The Real Deal New York

This month in real estate history

October 03, 2008
By Adam Pincus

The Real Deal looks back at some of New York’s biggest real estate stories

1981: Record high mortgage rates stifle cooperative sales
The record high mortgage rates that peaked above 18 percent 27 years ago this month depressed sales of co-ops in the city, sales brokers said. The impact was felt most strongly among co-ops priced in the middle range at the time, between $90,000 and $250,000. The president of Darwood Management Company, which managed 40 co-op buildings at the time, reported that of the 50 sales it was working on that year, a quarter fell through.

“Many buyers have decided that it’s too expensive, and others can’t convince the bank to let them have [the money],” the company president told the New York Times.

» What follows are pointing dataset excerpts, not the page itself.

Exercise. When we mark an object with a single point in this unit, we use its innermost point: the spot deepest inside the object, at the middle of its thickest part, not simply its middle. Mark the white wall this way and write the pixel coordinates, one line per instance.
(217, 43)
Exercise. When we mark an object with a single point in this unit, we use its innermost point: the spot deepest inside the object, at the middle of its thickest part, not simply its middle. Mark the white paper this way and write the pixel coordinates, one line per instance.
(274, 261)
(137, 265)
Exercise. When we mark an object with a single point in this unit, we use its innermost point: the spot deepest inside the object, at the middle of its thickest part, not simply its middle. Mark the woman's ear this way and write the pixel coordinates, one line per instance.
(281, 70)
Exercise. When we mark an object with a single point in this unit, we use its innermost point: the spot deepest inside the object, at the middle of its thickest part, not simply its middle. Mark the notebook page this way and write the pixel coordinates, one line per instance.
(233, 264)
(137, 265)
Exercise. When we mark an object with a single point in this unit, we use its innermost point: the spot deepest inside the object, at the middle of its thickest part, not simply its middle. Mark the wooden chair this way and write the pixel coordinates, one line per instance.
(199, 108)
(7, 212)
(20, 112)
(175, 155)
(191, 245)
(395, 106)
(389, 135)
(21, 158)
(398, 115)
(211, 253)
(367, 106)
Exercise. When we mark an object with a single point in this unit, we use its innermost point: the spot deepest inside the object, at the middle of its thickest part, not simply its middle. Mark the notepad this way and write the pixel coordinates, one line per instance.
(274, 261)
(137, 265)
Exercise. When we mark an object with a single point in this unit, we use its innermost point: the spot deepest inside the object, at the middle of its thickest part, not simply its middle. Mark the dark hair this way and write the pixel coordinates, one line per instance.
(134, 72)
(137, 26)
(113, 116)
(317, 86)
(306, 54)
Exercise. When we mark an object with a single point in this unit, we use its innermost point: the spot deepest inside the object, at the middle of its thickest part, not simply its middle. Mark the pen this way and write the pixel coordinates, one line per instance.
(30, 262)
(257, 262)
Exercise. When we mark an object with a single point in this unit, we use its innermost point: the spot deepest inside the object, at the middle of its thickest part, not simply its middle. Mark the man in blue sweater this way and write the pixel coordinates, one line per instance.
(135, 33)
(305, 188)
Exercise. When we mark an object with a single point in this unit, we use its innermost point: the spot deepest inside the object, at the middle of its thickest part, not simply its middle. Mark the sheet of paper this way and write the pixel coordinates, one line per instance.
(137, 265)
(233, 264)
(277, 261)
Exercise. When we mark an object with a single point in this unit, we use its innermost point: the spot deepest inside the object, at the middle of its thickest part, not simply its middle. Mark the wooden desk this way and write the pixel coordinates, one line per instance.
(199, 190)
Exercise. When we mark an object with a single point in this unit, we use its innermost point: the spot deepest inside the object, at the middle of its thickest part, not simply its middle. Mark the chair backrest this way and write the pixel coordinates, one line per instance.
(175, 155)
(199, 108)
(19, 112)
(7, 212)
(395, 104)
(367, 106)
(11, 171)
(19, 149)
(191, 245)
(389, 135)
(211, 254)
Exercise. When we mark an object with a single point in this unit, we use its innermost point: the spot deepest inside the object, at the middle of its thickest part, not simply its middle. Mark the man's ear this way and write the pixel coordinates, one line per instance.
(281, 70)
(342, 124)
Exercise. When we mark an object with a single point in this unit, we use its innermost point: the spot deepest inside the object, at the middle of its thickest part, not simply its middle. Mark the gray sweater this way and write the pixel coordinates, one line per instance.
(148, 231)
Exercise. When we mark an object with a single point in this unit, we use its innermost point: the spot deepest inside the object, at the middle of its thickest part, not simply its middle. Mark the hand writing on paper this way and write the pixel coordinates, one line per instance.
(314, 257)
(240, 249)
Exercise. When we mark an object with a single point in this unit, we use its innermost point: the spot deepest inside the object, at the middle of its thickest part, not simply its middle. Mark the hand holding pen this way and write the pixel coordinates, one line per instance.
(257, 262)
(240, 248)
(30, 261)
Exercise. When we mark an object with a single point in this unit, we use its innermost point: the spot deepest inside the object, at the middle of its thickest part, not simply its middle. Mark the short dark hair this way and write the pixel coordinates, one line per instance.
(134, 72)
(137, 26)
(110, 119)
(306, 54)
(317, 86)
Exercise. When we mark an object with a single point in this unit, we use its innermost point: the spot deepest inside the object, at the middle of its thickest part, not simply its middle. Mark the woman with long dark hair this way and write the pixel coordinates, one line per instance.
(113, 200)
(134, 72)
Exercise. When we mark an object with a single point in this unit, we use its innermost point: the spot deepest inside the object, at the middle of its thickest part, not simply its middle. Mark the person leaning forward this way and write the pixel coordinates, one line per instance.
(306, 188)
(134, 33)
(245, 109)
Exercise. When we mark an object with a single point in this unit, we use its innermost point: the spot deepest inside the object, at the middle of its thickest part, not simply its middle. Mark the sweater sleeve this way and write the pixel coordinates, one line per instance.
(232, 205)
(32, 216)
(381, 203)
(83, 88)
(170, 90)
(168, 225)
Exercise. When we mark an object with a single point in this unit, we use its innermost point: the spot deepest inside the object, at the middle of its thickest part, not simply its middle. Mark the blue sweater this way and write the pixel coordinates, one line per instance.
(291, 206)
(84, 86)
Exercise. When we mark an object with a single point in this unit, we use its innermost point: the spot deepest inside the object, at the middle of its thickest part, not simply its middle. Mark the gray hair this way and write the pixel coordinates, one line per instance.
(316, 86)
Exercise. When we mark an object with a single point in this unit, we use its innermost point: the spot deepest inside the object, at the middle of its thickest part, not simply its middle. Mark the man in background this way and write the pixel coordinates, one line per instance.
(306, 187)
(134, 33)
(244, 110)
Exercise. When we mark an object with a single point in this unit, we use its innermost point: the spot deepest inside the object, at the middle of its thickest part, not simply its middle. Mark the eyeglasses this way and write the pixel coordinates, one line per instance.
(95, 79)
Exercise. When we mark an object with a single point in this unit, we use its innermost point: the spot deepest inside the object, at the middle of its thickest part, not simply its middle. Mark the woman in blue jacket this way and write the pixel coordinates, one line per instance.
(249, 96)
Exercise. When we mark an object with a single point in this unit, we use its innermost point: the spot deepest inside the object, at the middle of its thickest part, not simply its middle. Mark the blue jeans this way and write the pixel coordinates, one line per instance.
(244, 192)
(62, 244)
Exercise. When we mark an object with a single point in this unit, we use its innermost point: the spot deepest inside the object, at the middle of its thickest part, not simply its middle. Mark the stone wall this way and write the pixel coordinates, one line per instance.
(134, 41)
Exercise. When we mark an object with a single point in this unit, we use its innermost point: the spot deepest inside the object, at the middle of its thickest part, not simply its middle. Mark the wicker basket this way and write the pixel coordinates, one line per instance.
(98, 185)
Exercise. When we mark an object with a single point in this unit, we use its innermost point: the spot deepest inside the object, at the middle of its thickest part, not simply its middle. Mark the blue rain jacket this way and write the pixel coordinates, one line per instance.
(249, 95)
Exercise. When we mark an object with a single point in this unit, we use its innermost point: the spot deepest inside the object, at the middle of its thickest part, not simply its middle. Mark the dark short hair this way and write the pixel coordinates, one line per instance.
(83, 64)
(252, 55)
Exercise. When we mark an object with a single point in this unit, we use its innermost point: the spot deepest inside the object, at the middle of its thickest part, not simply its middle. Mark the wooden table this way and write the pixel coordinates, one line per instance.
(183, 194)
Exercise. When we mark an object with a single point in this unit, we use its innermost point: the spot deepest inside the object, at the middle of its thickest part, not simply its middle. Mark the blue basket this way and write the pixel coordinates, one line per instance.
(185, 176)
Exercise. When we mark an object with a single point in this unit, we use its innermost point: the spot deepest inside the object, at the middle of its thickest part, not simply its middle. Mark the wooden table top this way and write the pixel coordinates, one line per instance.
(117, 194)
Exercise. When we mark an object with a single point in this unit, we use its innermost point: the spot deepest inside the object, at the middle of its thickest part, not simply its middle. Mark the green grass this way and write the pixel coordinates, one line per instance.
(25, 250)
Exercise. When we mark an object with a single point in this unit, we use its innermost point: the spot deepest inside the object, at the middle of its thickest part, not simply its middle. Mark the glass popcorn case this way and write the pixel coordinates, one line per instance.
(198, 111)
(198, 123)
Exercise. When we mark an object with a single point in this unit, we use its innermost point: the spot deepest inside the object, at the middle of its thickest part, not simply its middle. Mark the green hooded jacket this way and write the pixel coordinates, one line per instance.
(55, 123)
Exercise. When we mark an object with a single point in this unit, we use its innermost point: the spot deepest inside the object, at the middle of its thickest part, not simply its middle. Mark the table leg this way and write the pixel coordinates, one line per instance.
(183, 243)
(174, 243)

Nationwide, annual housing sales hit a low in 1981; in the northeast they fell to 46,000 units. That was the lowest number on record from data that went back to 1963, accoring to the U.S. Census Bureau.

Anecdotal evidence from brokers illustrated the drop in volume. At the time, broker Brewster Ives of Douglas Elliman-Gibbons & Ives said the number of sales in the 200 buildings he worked in fell from 1,165 units four years earlier to 698 in 1981.

Hard data on co-op sales was not available in the 1980s and earlier.

Large banks such as Chase Manhattan Bank and Citibank also said applications for loans had declined that year.

1956: World’s first stainless-steel skyscraper opens
The Socony Mobil Building, the first high-rise office tower to be covered in a skin of stainless steel, opened 52 years ago this month near Grand Central Terminal. The 42-story tower occupying an entire block at 150 East 42nd Street between Lexington and Third avenues is covered with thousands of metal panels.

Although other skyscrapers such as the Chrysler Building have had skins of aluminum, no other significant building has been covered in stainless steel. In 2005 the Landmarks Preservation Commission designated the building a landmark.

Socony Mobil Oil Company moved to the  1.6 million-square-foot building 71 years after the Standard Oil Company of New York, its predecessor, first occupied 26 Broadway Downtown.

The 0.037-inch-thick panels stamped with a raised pattern were about one and a half times more expensive than brick, but the developers were friendly with the United States Steel Corporation, which covered the extra cost, the New York Times reported. The building was designed by architects Wallace Harrison and Max Abramovitz, who designed the United Nations and Avery Fisher Hall. The tower was developed by John Galbreath and Peter Ruffin on land owned by an old real estate family, the Goelets.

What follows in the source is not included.